Gótico: uma literatura marginal
Desde seu princípio, que se deu com a publicação de O Castelo de Otranto, de Horace Walpole, no final do século XVIII, a literatura gótica sempre foi tida como uma produção de entretenimento para as massas. Por optar trabalhar com temas interditos nas sociedades — tais como morte, loucura, incesto, satanismo, sadismo etc. —, as obras de cunho gótico eram deixadas à margem do cânone literário, tornando-se, assim, parte de uma literatura marginalizada que se dispôs a mexer nas obscuridades do universo e do ser humano, que expunha através de seus monstros fictícios, os horrores da realidade que outras manifestações literárias optaram por ocultar. É na escuridão do gótico que a verdadeira natureza da alma humana vem à luz.
Portanto, se a literatura gótica era tida como um ser aberrante na Europa, o tratamento que recebeu no território brasileiro não poderia ser diferente. E mais do que uma marginalização, o gótico no Brasil foi acometido de um terrível apagamento. A simples menção ao gótico brasileiro é capaz de causar estranheza em muitas pessoas que estão acostumadas a associar o gênero a produções de autores europeus e estadunidenses, e esse pensamento é justamente fruto de tal apagamento, como veremos mais adiante.
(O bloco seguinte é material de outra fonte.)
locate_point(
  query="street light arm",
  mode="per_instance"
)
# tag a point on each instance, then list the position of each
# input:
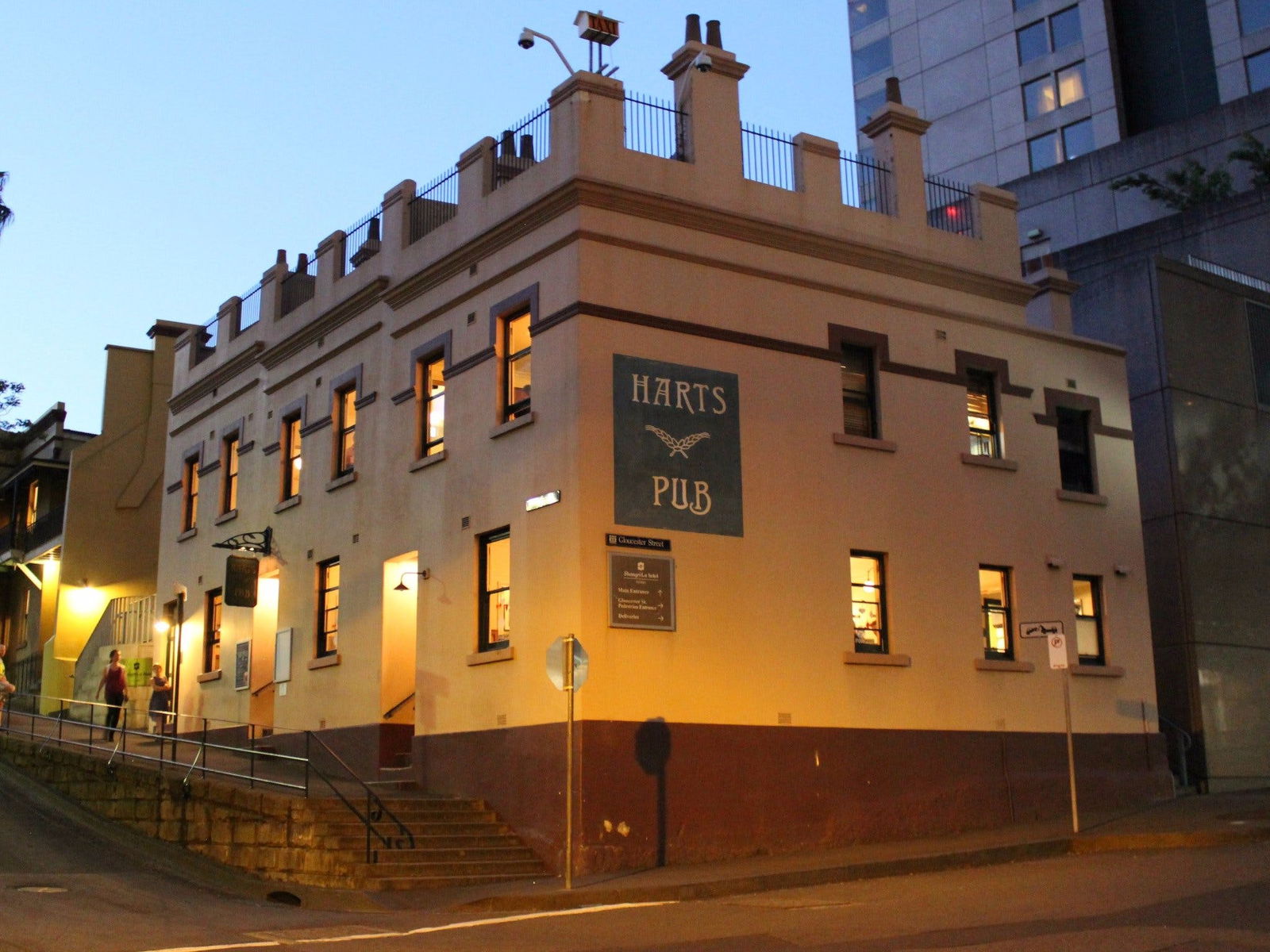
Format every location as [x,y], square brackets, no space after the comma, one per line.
[544,36]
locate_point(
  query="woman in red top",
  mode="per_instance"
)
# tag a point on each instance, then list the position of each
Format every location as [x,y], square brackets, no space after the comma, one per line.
[116,685]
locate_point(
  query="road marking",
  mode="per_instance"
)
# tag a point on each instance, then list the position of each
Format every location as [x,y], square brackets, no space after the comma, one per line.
[421,931]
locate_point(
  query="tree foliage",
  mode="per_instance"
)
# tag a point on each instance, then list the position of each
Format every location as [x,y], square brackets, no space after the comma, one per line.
[1257,154]
[10,397]
[1187,187]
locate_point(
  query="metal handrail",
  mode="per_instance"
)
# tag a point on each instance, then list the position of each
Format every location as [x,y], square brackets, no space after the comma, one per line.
[376,812]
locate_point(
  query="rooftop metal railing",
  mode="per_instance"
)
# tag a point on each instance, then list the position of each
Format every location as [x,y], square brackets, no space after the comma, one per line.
[656,127]
[229,750]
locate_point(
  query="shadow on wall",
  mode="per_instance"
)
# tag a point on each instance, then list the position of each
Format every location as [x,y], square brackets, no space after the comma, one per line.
[652,753]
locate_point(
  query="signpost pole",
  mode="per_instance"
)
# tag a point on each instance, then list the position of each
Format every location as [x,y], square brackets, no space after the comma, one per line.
[568,761]
[1071,757]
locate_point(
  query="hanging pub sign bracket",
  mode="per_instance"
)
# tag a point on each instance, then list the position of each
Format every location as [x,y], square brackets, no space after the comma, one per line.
[258,543]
Iustração da edição de O Castelo de Otranto, 1824 |
Ultrarromantismo x nacionalismo conservador
Uma das primeiras hipóteses defendidas acerca do apagamento do gótico no Brasil é a de que o gênero não se enquadrava na proposta de literatura nacional defendida pelos primeiros autores românticos. Com a Independência do Brasil, surgiu a necessidade de uma produção literária que exaltasse a “cor local” da nova pátria, que permitisse o total desprendimento das influências de Portugal, que possibilitasse o esquecimento do passado colonial vergonhoso e nos encaminhasse para um glorioso futuro. Então, se estabeleceu um molde literário a ser seguido por todos aqueles que desejassem produzir literatura naquele primeiro momento; quem ousasse sair desses moldes era praticamente considerado um traidor da pátria. É curioso perceber como os primeiros autores do Romantismo no Brasil deturparam um dos principais conceitos do movimento, que era romper com padrões literários e deixar que a alma do artista criasse livremente. De fato, a característica do Romantismo que mais se destacou na primeira geração romântica do Brasil foi o nacionalismo exacerbado e hipócrita.
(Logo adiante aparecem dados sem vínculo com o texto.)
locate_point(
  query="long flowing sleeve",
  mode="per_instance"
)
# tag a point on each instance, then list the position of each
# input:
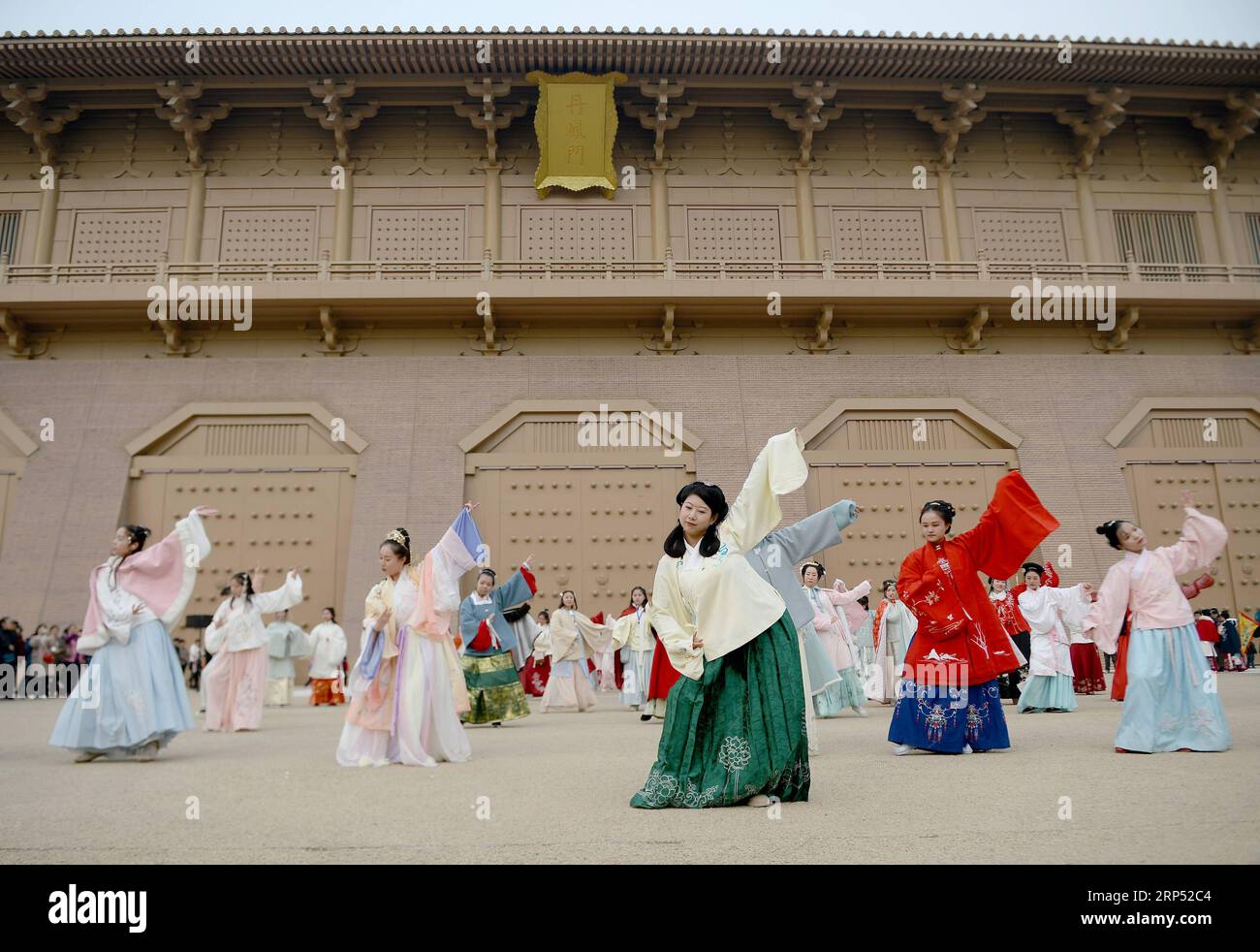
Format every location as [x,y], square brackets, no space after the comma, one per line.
[780,468]
[542,643]
[217,632]
[513,591]
[278,599]
[1107,616]
[1072,603]
[813,533]
[844,598]
[1012,526]
[1201,544]
[667,612]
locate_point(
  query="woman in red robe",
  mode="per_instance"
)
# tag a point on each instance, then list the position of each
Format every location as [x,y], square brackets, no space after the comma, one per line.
[949,700]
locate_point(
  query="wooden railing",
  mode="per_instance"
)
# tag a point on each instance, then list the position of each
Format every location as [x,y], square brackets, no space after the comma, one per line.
[221,272]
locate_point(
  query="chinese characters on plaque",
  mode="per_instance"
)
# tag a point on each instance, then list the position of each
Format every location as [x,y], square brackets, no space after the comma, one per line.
[576,126]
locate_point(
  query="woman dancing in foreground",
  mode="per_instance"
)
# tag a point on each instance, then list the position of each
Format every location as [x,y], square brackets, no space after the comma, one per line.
[735,725]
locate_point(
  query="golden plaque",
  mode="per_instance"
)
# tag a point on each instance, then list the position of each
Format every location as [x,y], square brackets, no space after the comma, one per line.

Então, quando a geração ultrarromântica surgiu com seus temas mórbidos e soturnos, eles foram duramente criticados pela crítica literária da época por ousar produzir uma literatura fora do padrão imposto. O grupo de autores do ultrarromantismo era composto em sua maioria por estudantes do curso de Direito da então recém fundada província de São Paulo; estes jovens, possuídos pelo mal-do-século e tomados pelo cotidiano tedioso da província, viviam uma vida boêmia carregada de transgressões, a ponto de lançarem sobre São Paulo a fama de “ninho de heresias”. A maioria se reunia em grupos para recitarem os poemas de Lord Byron, E. T. A. Hoffmann e Alfred de Musset, encher a cara e depois sair à procura de aventuras que os fizesse sentir como personagens das histórias de seus autores favoritos.
Lord Byron |
O maior representante dessa geração era um bom moço de família respeitada, que não chegou a levar uma vida de transgressões como alguns de seus colegas, mas isso não o impediu de ser capaz de produzir uma literatura que representasse os desejos mais sombrios de seu ser. Álvares de Azevedo não chegou a ver suas obras publicadas em vida, não viu a transgressão que sua literatura causou e, muito menos, a influência que ele teria nas obras de muitos autores que viriam depois dele. Sua obra, Noite na Taverna, é a responsável por inaugurar a estética gótica no Brasil, mas foi encarada pela crítica daquela época como uma imitação imatura das literaturas estrangeiras e uma representação de sua alienação, pois a obra se distanciava das questões do nacionalismo pungente daquela época.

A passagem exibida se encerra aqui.